Artificial Intelligence (AI)
Discuss current events in AI and technological innovations with Intel® employees
796 Discussions

Deploying Deepseek models on Intel® Gaudi® accelerators using vLLM

Krzysztof_W_Intel
0 0 176

Since Intel Gaudi software release 1.21.0 vLLM supports Deepseek architecture, we want to show you how to use it.

  • DeepSeek is a model that combines Mixture of Experts (MoE) with Multi-Head Latent Attention (MLA). Model weights are stored natively in FP8 format using block quantization scales for efficiency.
  • It is available in two variants, both share the same architecture and memory footprint:
    • V3: Standard model.
    • R1: Reasoning-optimized model.
  • Compatible with both Intel® Gaudi® 3 and Gaudi® 2 accelerators.

Single-Node Setup Guide for DeepSeek

Step 1: Install firmware and software stack
Instruction is based on release 1.22.0

How to update the Gaudi driver

How to update the Gaudi firmware



Step 2: Start the Docker image

docker run -it --name deepseek_server --runtime=habana \
   -e HABANA_VISIBLE_DEVICES=all \
   -e OMPI_MCA_btl_vader_single_copy_mechanism=none \
   --cap-add=sys_nice \
   --net=host \
   --ipc=host \
   vault.habana.ai/gaudi-docker/1.22.0/ubuntu22.04/habanalabs/pytorch-installer-2.7.1:latest​​

Step 3: Download and install vLLM

git clone -b "v1.22.0" https://github.com/HabanaAI/vllm-fork.git
pip install vllm-fork/​

Step 4: Prepare the environment
A) Mandatory setup:

export PT_HPU_ENABLE_LAZY_COLLECTIVES="true"
export PT_HPU_WEIGHT_SHARING=0
export PT_HPUGRAPH_DISABLE_TENSOR_CACHE=1
export PT_HPU_LAZY_MODE=1

Note:  As of Intel Gaudi software version 1.22.0, DeepSeek supports torch.compile mode, so setting PT_HPU_LAZY_MODE=1 is no longer required.

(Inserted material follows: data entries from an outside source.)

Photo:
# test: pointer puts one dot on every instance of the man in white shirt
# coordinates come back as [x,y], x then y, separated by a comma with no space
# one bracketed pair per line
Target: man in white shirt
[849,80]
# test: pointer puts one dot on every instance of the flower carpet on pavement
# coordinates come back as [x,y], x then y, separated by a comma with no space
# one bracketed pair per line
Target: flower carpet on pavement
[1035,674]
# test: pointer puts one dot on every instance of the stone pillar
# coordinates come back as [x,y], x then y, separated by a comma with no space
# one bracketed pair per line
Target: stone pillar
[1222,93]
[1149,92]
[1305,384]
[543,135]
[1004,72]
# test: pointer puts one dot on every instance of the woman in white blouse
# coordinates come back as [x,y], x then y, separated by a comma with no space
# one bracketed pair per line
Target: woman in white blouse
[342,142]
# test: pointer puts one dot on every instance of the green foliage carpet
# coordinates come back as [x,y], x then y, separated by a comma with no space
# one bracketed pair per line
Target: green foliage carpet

B) Optional setup (for advanced users):

For better performance and shorter warmup time, consider tuning key performance knobs as outlined in README_GAUDI.md

C) Gaudi 2-specific:

VLLM_HPU_CONVERT_TO_FP8UZ – only useful for Gaudi 2.  Scales weights to accommodate different limits of FP8 on Gaudi 2. A more detailed explanation can be found in the Intel Gaudi software documentation. Alternately, the conversion script can be used to convert weights offline.

D)  Environmental variables introduced in v1.22.0:

VLLM_HPU_FORCE_CHANNEL_FP8 - forces using per-channel quantization instead of block quantization using dynamic quantization.  Enabled by default.

--enable-expert-parallel – enables expert parallelism (EP) instead of tensor parallelism (TP) for the MoE part. Not using this parameter will reduce performance and may cause graph compilation failures.


Step 5: Start vLLM

Note: The model can be replaced with a local path to speed up loading. When it is provided as the HuggingFace name, it is downloaded.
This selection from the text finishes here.